MultiModalPredictor.extract_embedding#

MultiModalPredictor.extract_embedding(data: Union[DataFrame, dict, list], id_mappings: Optional[Union[Dict[str, Dict], Dict[str, Series]]] = None, return_masks: Optional[bool] = False, as_tensor: Optional[bool] = False, as_pandas: Optional[bool] = False, realtime: Optional[bool] = None, signature: Optional[str] = None)[source]#

Extract features for each sample, i.e., one row in the provided dataframe data.

Parameters
  • data – The data to extract embeddings for.

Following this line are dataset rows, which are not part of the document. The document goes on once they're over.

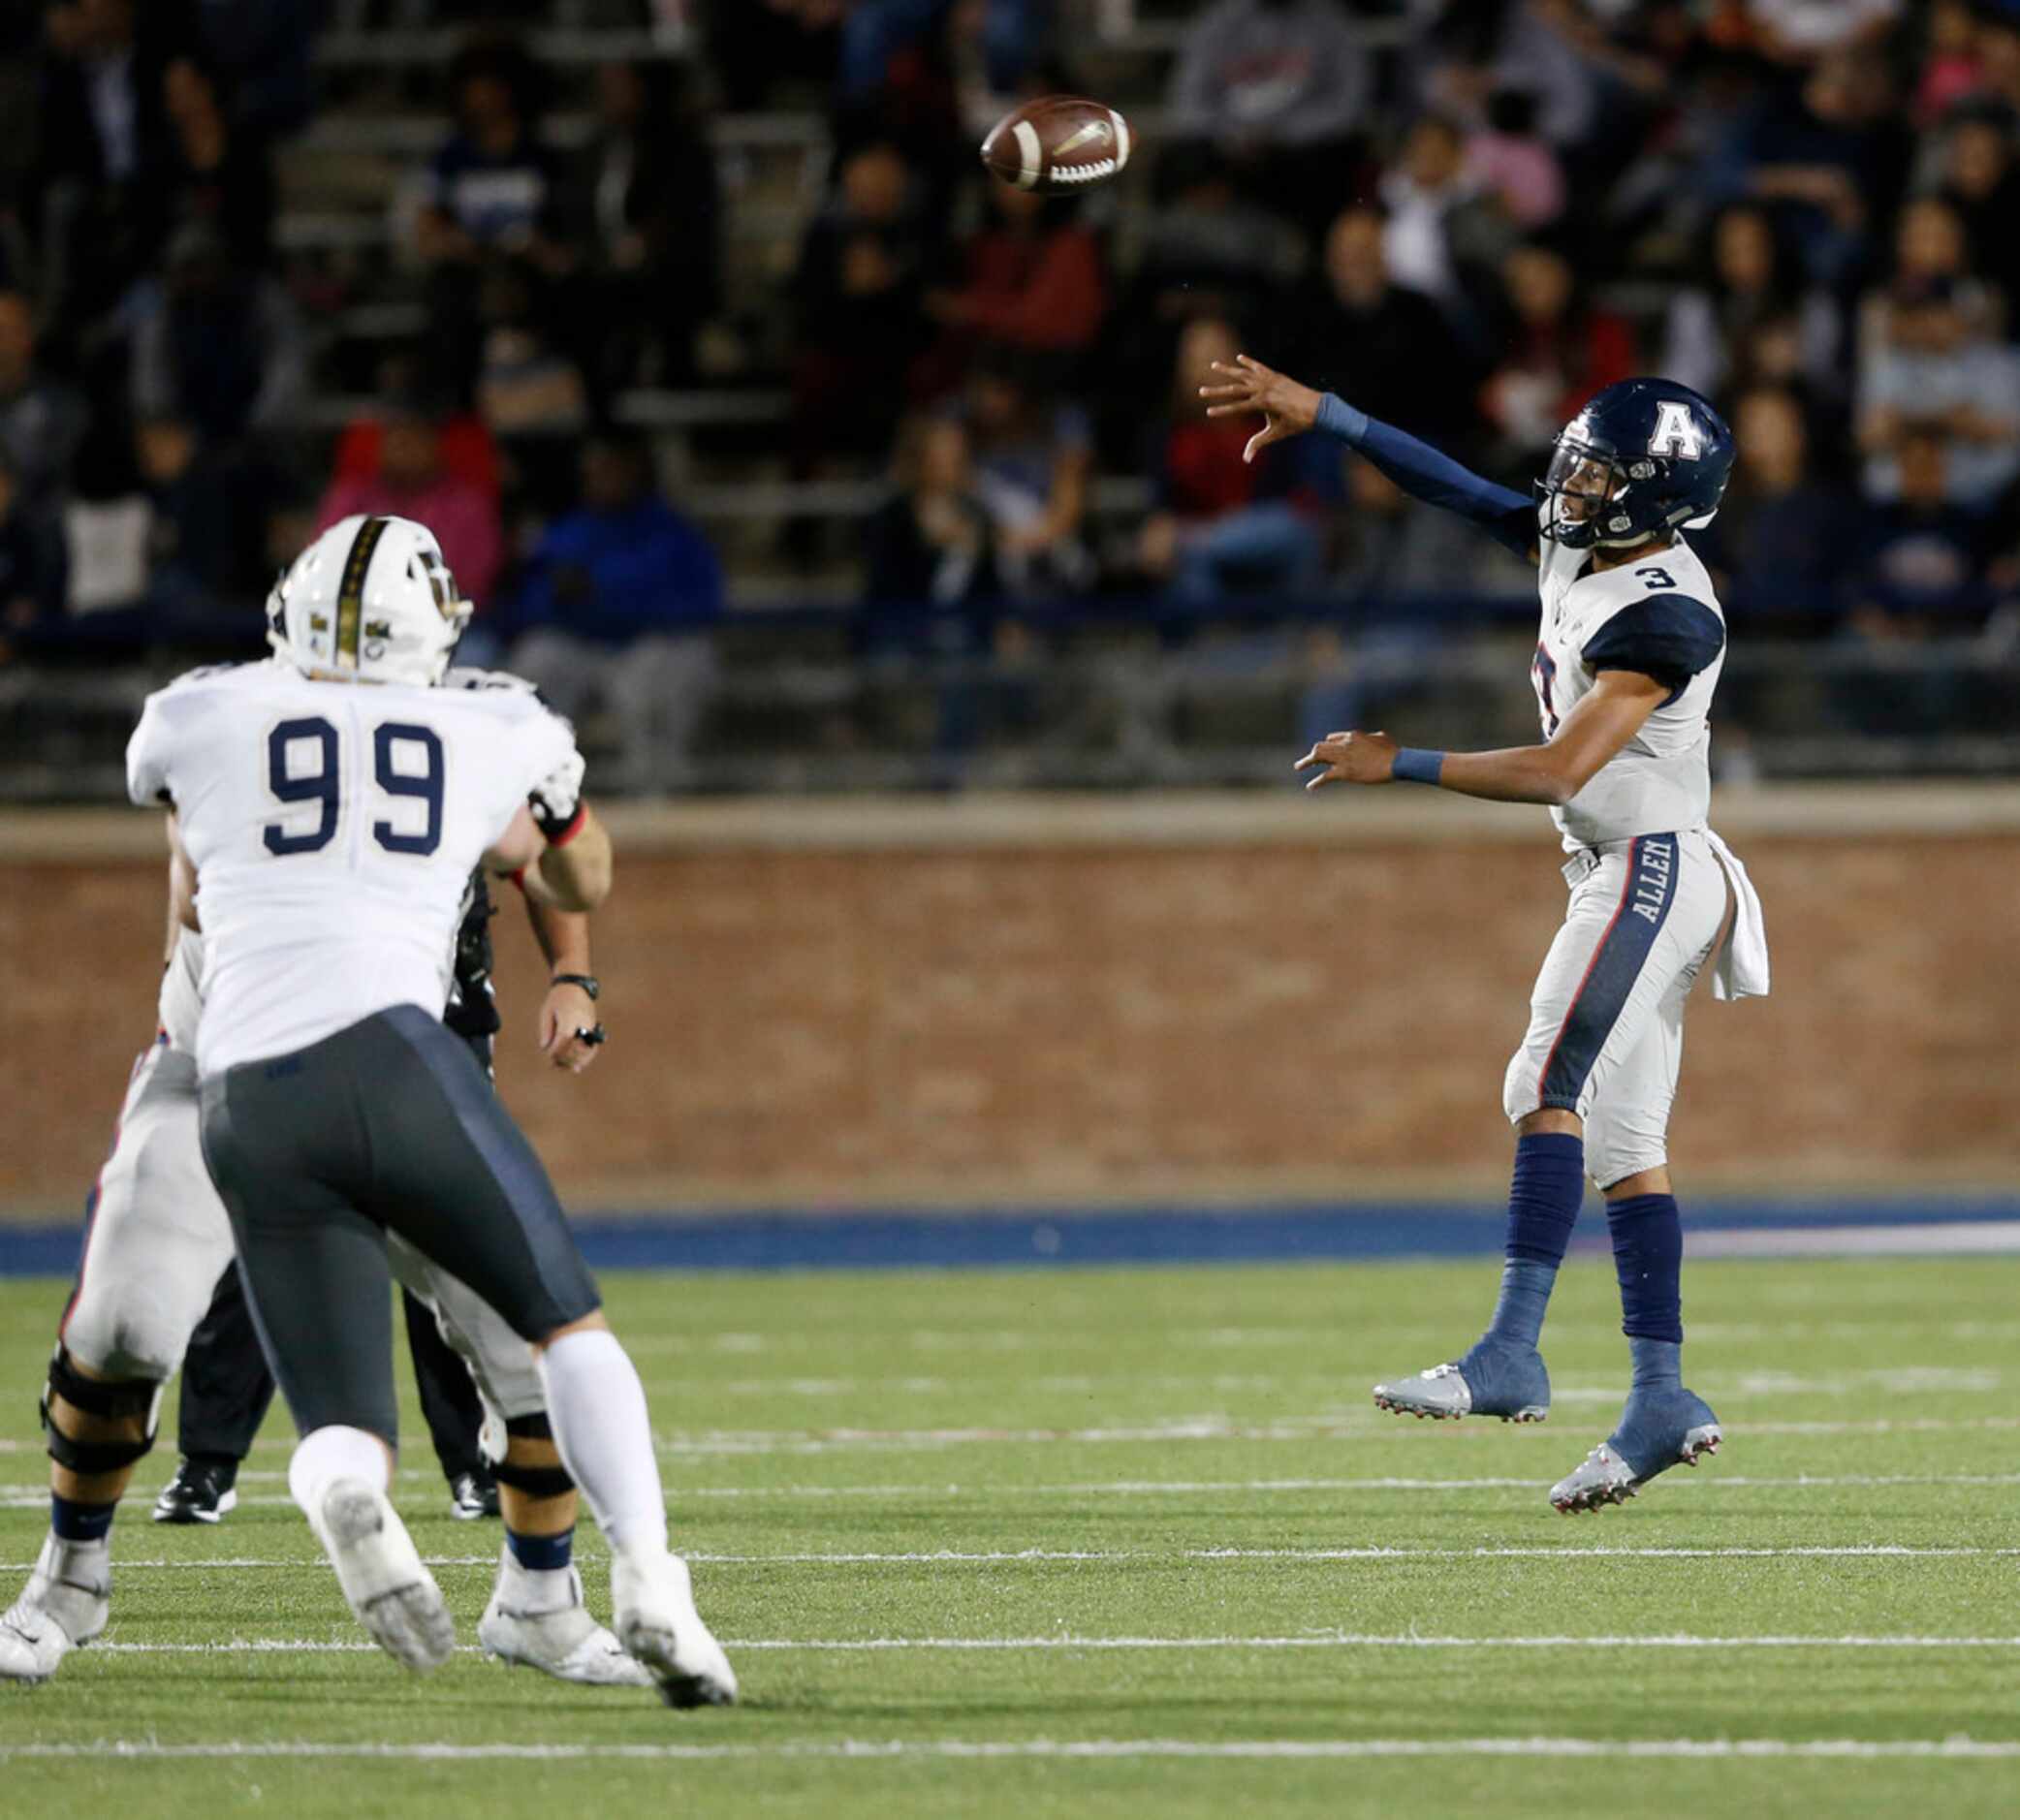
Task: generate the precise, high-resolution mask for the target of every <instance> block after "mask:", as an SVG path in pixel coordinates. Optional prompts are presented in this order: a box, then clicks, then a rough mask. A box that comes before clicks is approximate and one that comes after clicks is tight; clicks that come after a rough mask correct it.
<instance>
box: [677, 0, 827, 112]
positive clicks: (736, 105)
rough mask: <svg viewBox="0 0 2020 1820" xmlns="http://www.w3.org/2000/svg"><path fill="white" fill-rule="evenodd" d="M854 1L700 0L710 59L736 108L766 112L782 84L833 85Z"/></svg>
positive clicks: (731, 107)
mask: <svg viewBox="0 0 2020 1820" xmlns="http://www.w3.org/2000/svg"><path fill="white" fill-rule="evenodd" d="M846 12H848V0H699V14H701V28H703V32H705V36H707V44H709V63H711V65H713V67H715V75H717V79H719V81H721V85H723V105H725V107H729V109H731V111H733V113H762V111H764V109H766V107H772V105H774V91H776V89H778V85H780V83H786V85H794V87H802V89H804V87H818V89H828V87H832V83H834V67H836V61H838V57H840V36H842V32H840V28H842V18H844V14H846Z"/></svg>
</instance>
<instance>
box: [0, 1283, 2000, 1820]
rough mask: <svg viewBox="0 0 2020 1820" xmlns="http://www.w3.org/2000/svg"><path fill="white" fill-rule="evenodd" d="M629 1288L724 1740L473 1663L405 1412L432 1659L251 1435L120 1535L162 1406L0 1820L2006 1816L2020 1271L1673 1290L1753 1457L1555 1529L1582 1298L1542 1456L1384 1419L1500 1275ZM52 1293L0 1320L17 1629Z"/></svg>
mask: <svg viewBox="0 0 2020 1820" xmlns="http://www.w3.org/2000/svg"><path fill="white" fill-rule="evenodd" d="M606 1289H608V1293H610V1313H612V1319H614V1323H616V1327H618V1331H620V1333H622V1335H624V1339H626V1341H628V1343H630V1347H632V1351H634V1357H636V1359H638V1366H640V1370H642V1372H644V1378H646V1388H648V1392H650V1398H652V1414H654V1422H657V1428H659V1436H661V1446H663V1467H665V1475H667V1493H669V1503H671V1507H673V1519H675V1545H677V1547H681V1549H685V1551H687V1553H689V1557H691V1559H693V1561H695V1580H697V1590H699V1596H701V1604H703V1610H705V1612H707V1616H709V1620H711V1622H713V1626H715V1630H717V1634H719V1636H721V1638H723V1640H725V1644H727V1646H729V1652H731V1658H733V1660H735V1664H737V1671H739V1675H741V1679H743V1691H745V1701H743V1705H741V1707H737V1709H733V1711H721V1713H669V1711H665V1709H663V1707H659V1705H657V1701H654V1699H652V1697H650V1695H640V1693H592V1691H578V1689H566V1687H558V1685H551V1683H545V1681H539V1679H535V1677H531V1675H527V1673H511V1675H507V1673H505V1671H503V1669H499V1666H497V1664H495V1662H487V1660H485V1658H483V1656H481V1654H477V1652H475V1648H469V1644H473V1642H475V1620H477V1614H479V1612H481V1610H483V1602H485V1596H487V1590H489V1580H491V1570H489V1561H491V1555H493V1551H495V1549H497V1543H499V1531H497V1527H495V1525H465V1523H452V1521H448V1517H446V1499H444V1491H442V1485H440V1479H438V1477H436V1475H434V1462H432V1458H430V1456H428V1450H426V1438H424V1430H422V1428H420V1424H418V1418H416V1416H412V1412H410V1418H408V1420H410V1430H408V1432H410V1442H408V1452H406V1458H404V1462H402V1481H400V1503H402V1509H404V1511H406V1515H408V1521H410V1525H412V1529H414V1535H416V1539H418V1541H420V1545H422V1551H424V1553H426V1555H428V1557H430V1559H434V1561H438V1565H436V1574H438V1578H440V1582H442V1586H444V1590H446V1592H448V1598H450V1604H452V1606H455V1610H457V1616H459V1624H461V1628H463V1636H465V1644H467V1648H465V1652H461V1654H459V1656H457V1660H455V1662H450V1666H446V1669H444V1671H442V1673H440V1675H436V1677H432V1679H426V1681H414V1679H410V1677H406V1675H404V1673H402V1671H400V1669H396V1666H394V1664H392V1662H390V1660H386V1658H384V1656H380V1654H376V1652H374V1650H370V1646H368V1644H364V1640H362V1632H360V1630H358V1628H356V1626H354V1624H351V1622H349V1616H347V1612H345V1610H343V1604H341V1598H339V1596H337V1590H335V1582H333V1578H331V1574H329V1572H327V1568H325V1565H323V1563H321V1559H319V1557H317V1553H315V1545H313V1541H311V1537H309V1531H307V1527H305V1523H303V1521H301V1517H299V1515H297V1513H295V1511H293V1507H291V1505H289V1503H287V1499H285V1481H283V1469H285V1464H287V1444H289V1442H287V1434H285V1432H283V1422H281V1420H279V1416H277V1418H275V1422H273V1424H271V1428H269V1434H267V1436H263V1442H261V1450H259V1452H257V1454H255V1458H252V1460H250V1471H248V1475H246V1479H244V1481H242V1483H240V1489H242V1493H244V1495H246V1503H244V1505H242V1507H240V1509H238V1511H236V1513H234V1515H232V1517H230V1519H228V1521H226V1523H224V1525H222V1527H218V1529H206V1531H188V1529H158V1527H154V1525H151V1523H147V1519H145V1507H147V1505H145V1499H143V1497H141V1495H139V1493H141V1491H143V1493H145V1495H147V1497H151V1493H154V1489H156V1487H158V1485H160V1483H162V1481H164V1479H166V1477H168V1475H170V1471H172V1469H174V1446H172V1442H170V1438H168V1432H166V1430H168V1428H170V1426H172V1410H170V1418H168V1420H166V1422H164V1444H162V1448H160V1450H158V1454H156V1456H154V1458H149V1460H147V1462H145V1467H143V1469H141V1477H139V1487H137V1493H135V1497H133V1501H131V1505H129V1507H127V1513H125V1517H123V1519H121V1525H119V1529H117V1531H115V1559H117V1563H119V1565H117V1574H115V1598H113V1626H111V1630H109V1632H107V1636H105V1638H103V1640H101V1642H99V1644H97V1646H93V1648H89V1650H83V1652H79V1654H75V1656H71V1660H69V1662H67V1664H65V1669H63V1673H61V1677H59V1679H57V1681H55V1683H51V1685H46V1687H40V1689H0V1812H6V1814H8V1816H28V1814H36V1812H65V1814H89V1812H145V1814H149V1816H186V1814H190V1816H194V1814H220V1812H230V1814H240V1812H273V1814H287V1816H309V1814H351V1816H362V1814H394V1812H400V1814H406V1812H414V1814H420V1812H426V1814H430V1816H463V1814H479V1812H491V1814H497V1812H511V1814H521V1812H527V1814H531V1812H558V1814H560V1812H570V1810H576V1812H582V1814H616V1812H626V1810H638V1812H661V1810H667V1808H673V1806H679V1808H681V1810H693V1812H725V1814H753V1812H820V1814H824V1816H852V1814H879V1816H893V1814H1028V1812H1032V1810H1040V1812H1075V1814H1079V1812H1089V1814H1149V1812H1157V1814H1230V1812H1240V1810H1242V1808H1246V1810H1248V1812H1252V1814H1258V1816H1262V1814H1271V1816H1275V1814H1307V1812H1309V1814H1333V1816H1339V1814H1424V1816H1446V1814H1529V1812H1545V1810H1547V1812H1568V1810H1610V1812H1654V1814H1683V1812H1693V1814H1899V1812H1903V1810H1907V1808H1909V1806H1911V1804H1913V1806H1919V1808H1923V1810H1931V1812H1933V1810H1937V1808H1941V1810H1943V1812H1945V1814H2012V1812H2020V1612H2016V1594H2014V1568H2016V1549H2014V1545H2016V1541H2020V1537H2016V1533H2014V1523H2012V1509H2014V1497H2016V1489H2020V1471H2016V1462H2014V1440H2016V1432H2020V1412H2016V1408H2014V1400H2012V1386H2016V1384H2020V1260H2004V1258H1969V1260H1959V1262H1899V1260H1889V1262H1883V1265H1856V1262H1800V1265H1765V1262H1755V1265H1719V1267H1699V1269H1693V1271H1689V1273H1687V1293H1689V1305H1687V1315H1689V1317H1691V1319H1693V1345H1691V1351H1689V1353H1687V1357H1689V1359H1691V1372H1689V1378H1691V1382H1693V1386H1695V1388H1697V1390H1699V1392H1703V1394H1705V1396H1707V1398H1711V1402H1713V1404H1715V1406H1717V1410H1719V1414H1721V1418H1723V1420H1725V1428H1727V1448H1725V1452H1721V1456H1719V1458H1717V1460H1715V1462H1711V1464H1707V1467H1703V1469H1699V1471H1697V1473H1687V1471H1675V1473H1671V1475H1666V1477H1664V1479H1660V1481H1656V1483H1654V1485H1652V1487H1648V1491H1644V1495H1642V1497H1640V1501H1636V1503H1632V1505H1628V1507H1624V1509H1618V1511H1608V1513H1604V1515H1598V1517H1582V1519H1565V1517H1557V1515H1555V1513H1553V1511H1551V1509H1549V1507H1547V1503H1545V1499H1543V1493H1545V1489H1547V1485H1549V1483H1551V1481H1553V1479H1555V1477H1557V1475H1561V1473H1563V1471H1568V1469H1570V1467H1572V1464H1574V1462H1576V1460H1578V1458H1580V1456H1582V1454H1584V1452H1586V1448H1588V1446H1592V1444H1594V1442H1596V1440H1600V1438H1602V1436H1604V1434H1606V1430H1608V1428H1610V1426H1612V1418H1614V1414H1616V1408H1618V1400H1620V1396H1622V1390H1624V1378H1626V1372H1624V1345H1622V1341H1620V1339H1618V1333H1616V1307H1614V1289H1612V1281H1610V1271H1608V1269H1606V1267H1604V1265H1600V1262H1576V1265H1574V1267H1572V1269H1570V1271H1568V1273H1565V1281H1563V1287H1561V1289H1559V1295H1557V1307H1555V1311H1553V1319H1551V1331H1549V1335H1547V1339H1549V1359H1551V1370H1553V1376H1555V1382H1557V1402H1555V1408H1553V1414H1551V1420H1549V1422H1547V1424H1545V1426H1541V1428H1507V1426H1503V1424H1499V1422H1460V1424H1440V1426H1434V1424H1428V1422H1402V1420H1396V1418H1392V1416H1382V1414H1378V1412H1376V1410H1374V1408H1372V1406H1370V1402H1368V1386H1370V1384H1372V1382H1374V1378H1378V1376H1382V1374H1384V1372H1392V1370H1410V1368H1416V1366H1424V1363H1430V1361H1434V1359H1438V1357H1446V1355H1448V1353H1450V1351H1452V1349H1454V1347H1458V1345H1462V1343H1464V1341H1467V1339H1469V1337H1471V1335H1473V1331H1475V1329H1477V1325H1479V1319H1481V1315H1483V1311H1485V1305H1487V1299H1489V1295H1491V1289H1493V1269H1491V1267H1489V1265H1485V1262H1471V1265H1422V1267H1299V1269H1240V1271H1214V1269H1174V1271H1115V1273H1024V1275H1012V1273H1006V1275H875V1277H871V1275H861V1277H842V1275H802V1277H764V1279H760V1277H646V1275H630V1277H612V1279H610V1281H608V1283H606ZM59 1303H61V1287H59V1285H55V1283H0V1374H4V1376H0V1382H4V1384H6V1386H8V1390H6V1394H4V1402H0V1561H4V1574H0V1598H12V1592H14V1590H16V1588H18V1582H20V1578H22V1572H24V1568H26V1563H28V1561H30V1559H32V1555H34V1549H36V1545H38V1541H40V1533H42V1527H44V1507H42V1503H40V1497H38V1487H40V1485H42V1469H44V1462H42V1458H40V1444H38V1440H36V1434H34V1388H36V1384H38V1382H40V1368H42V1359H44V1353H46V1333H48V1327H51V1321H53V1319H55V1313H57V1307H59ZM582 1555H584V1565H586V1572H588V1580H590V1596H592V1602H596V1604H598V1606H602V1600H604V1578H602V1570H600V1563H602V1545H600V1541H598V1539H596V1537H594V1533H592V1531H590V1529H588V1525H586V1529H584V1549H582ZM1965 1741H1967V1743H1965ZM1636 1745H1638V1747H1640V1749H1636ZM121 1751H125V1755H121ZM646 1804H650V1806H646Z"/></svg>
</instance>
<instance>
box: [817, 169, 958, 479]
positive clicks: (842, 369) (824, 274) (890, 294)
mask: <svg viewBox="0 0 2020 1820" xmlns="http://www.w3.org/2000/svg"><path fill="white" fill-rule="evenodd" d="M927 252H929V242H927V234H925V228H923V224H921V220H919V214H917V208H915V198H913V184H911V170H909V168H907V164H905V160H903V158H901V156H899V151H897V147H895V145H889V143H871V145H863V147H861V149H856V151H852V154H850V156H848V158H846V160H844V162H842V168H840V178H838V184H836V194H834V200H832V202H830V204H828V208H824V210H822V214H820V216H818V218H816V220H814V224H812V226H810V228H808V232H806V240H804V242H802V248H800V267H798V275H796V279H794V307H796V311H798V335H796V343H794V366H792V416H794V422H792V471H794V477H796V479H806V477H810V475H814V473H816V471H818V469H820V467H822V465H824V461H826V459H828V457H830V454H859V457H863V454H879V457H881V454H883V450H885V448H887V446H889V442H891V430H893V428H895V424H897V416H899V408H901V404H903V396H905V374H907V368H909V366H911V362H913V360H915V358H917V353H919V341H921V325H923V317H921V313H919V297H921V285H923V275H925V261H927Z"/></svg>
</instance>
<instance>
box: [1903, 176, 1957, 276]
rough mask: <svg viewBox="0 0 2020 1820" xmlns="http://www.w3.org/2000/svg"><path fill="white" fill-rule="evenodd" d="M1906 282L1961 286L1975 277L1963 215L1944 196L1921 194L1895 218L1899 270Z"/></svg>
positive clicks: (1909, 203)
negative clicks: (1965, 231) (1972, 265)
mask: <svg viewBox="0 0 2020 1820" xmlns="http://www.w3.org/2000/svg"><path fill="white" fill-rule="evenodd" d="M1893 275H1895V279H1897V281H1905V283H1911V285H1915V283H1943V285H1961V283H1965V281H1967V279H1969V277H1972V238H1969V234H1967V232H1965V228H1963V216H1961V214H1959V212H1957V210H1955V208H1953V206H1951V204H1949V202H1947V200H1945V198H1941V196H1917V198H1915V200H1913V202H1909V204H1907V206H1905V208H1903V210H1901V214H1899V218H1897V220H1895V271H1893Z"/></svg>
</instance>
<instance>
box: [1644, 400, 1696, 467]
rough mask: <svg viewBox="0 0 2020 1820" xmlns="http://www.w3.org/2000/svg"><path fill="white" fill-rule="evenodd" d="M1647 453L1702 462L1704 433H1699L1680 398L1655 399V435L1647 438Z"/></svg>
mask: <svg viewBox="0 0 2020 1820" xmlns="http://www.w3.org/2000/svg"><path fill="white" fill-rule="evenodd" d="M1648 452H1650V454H1671V457H1683V459H1685V461H1703V457H1705V432H1703V430H1699V426H1697V418H1695V416H1691V406H1689V404H1685V402H1683V400H1681V398H1658V400H1656V406H1654V434H1652V436H1650V438H1648Z"/></svg>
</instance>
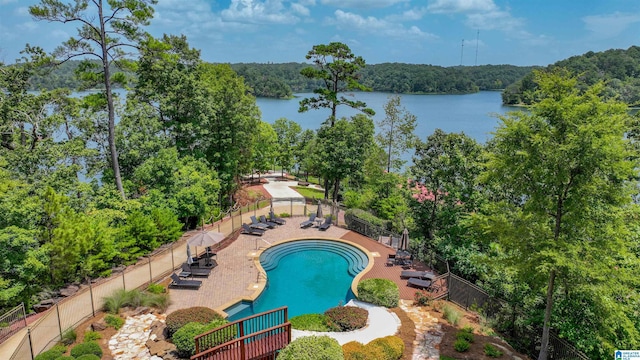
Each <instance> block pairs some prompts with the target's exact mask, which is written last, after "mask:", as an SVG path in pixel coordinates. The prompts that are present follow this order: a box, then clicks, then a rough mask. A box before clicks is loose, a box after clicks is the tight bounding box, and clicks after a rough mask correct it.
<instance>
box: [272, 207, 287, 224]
mask: <svg viewBox="0 0 640 360" xmlns="http://www.w3.org/2000/svg"><path fill="white" fill-rule="evenodd" d="M269 221H271V222H274V223H276V224H278V225H284V224H286V223H287V221H286V220H285V219H282V218H279V217H276V214H274V213H273V209H272V210H271V211H269Z"/></svg>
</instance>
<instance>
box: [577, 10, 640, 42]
mask: <svg viewBox="0 0 640 360" xmlns="http://www.w3.org/2000/svg"><path fill="white" fill-rule="evenodd" d="M582 21H583V22H584V24H585V28H586V29H587V30H589V31H591V32H592V33H593V34H594V35H595V36H597V37H599V38H612V37H615V36H617V35H619V34H621V33H622V32H623V31H625V30H626V29H627V28H628V27H629V26H630V25H632V24H635V23H638V22H640V14H625V13H620V12H615V13H612V14H606V15H592V16H585V17H583V18H582Z"/></svg>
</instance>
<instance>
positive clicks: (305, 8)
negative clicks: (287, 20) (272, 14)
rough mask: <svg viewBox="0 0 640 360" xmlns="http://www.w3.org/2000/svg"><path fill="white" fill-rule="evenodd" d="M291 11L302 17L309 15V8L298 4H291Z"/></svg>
mask: <svg viewBox="0 0 640 360" xmlns="http://www.w3.org/2000/svg"><path fill="white" fill-rule="evenodd" d="M291 10H293V11H294V12H295V13H298V14H300V15H302V16H309V14H310V12H309V8H307V7H306V6H304V5H302V4H299V3H293V4H291Z"/></svg>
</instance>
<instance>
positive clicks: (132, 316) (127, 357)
mask: <svg viewBox="0 0 640 360" xmlns="http://www.w3.org/2000/svg"><path fill="white" fill-rule="evenodd" d="M165 318H166V315H164V314H162V315H155V314H143V315H137V316H129V317H127V319H126V321H125V323H124V325H122V327H121V328H120V331H118V333H116V334H115V335H113V337H112V338H111V339H110V340H109V350H111V355H112V356H113V359H114V360H138V359H150V360H162V358H161V357H158V356H151V353H150V352H149V349H148V348H147V345H146V343H147V340H149V335H150V334H151V324H152V323H153V322H154V321H156V320H159V321H162V322H164V321H165ZM152 340H153V339H152Z"/></svg>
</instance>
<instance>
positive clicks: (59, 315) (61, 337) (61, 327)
mask: <svg viewBox="0 0 640 360" xmlns="http://www.w3.org/2000/svg"><path fill="white" fill-rule="evenodd" d="M56 313H57V314H58V329H59V330H60V340H62V323H61V322H60V308H59V307H58V304H57V303H56Z"/></svg>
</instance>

Should contain same column names as training dataset and follow same format (except for the label column).

  • id_mappings – Id-to-content mappings. The contents can be text, image, etc. This is used when data contain the query/response identifiers instead of their contents.

  • return_masks – If true, returns a mask dictionary, whose keys are the same as those in the features dictionary. If a sample has empty input in feature column image_0, the sample will has mask 0 under key image_0.

  • as_tensor – Whether to return a Pytorch tensor.

  • as_pandas – Whether to return the output as a pandas DataFrame (True) or numpy array (False).

  • realtime – Whether to do realtime inference, which is efficient for small data (default None). If not specified, we would infer it on based on the data modalities and sample number.

  • signature – When using matcher, it can be query or response.

Returns

  • Array of embeddings, corresponding to each row in the given data.

  • It will have shape (#samples, D) where the embedding dimension D is determined

  • by the neural network’s architecture.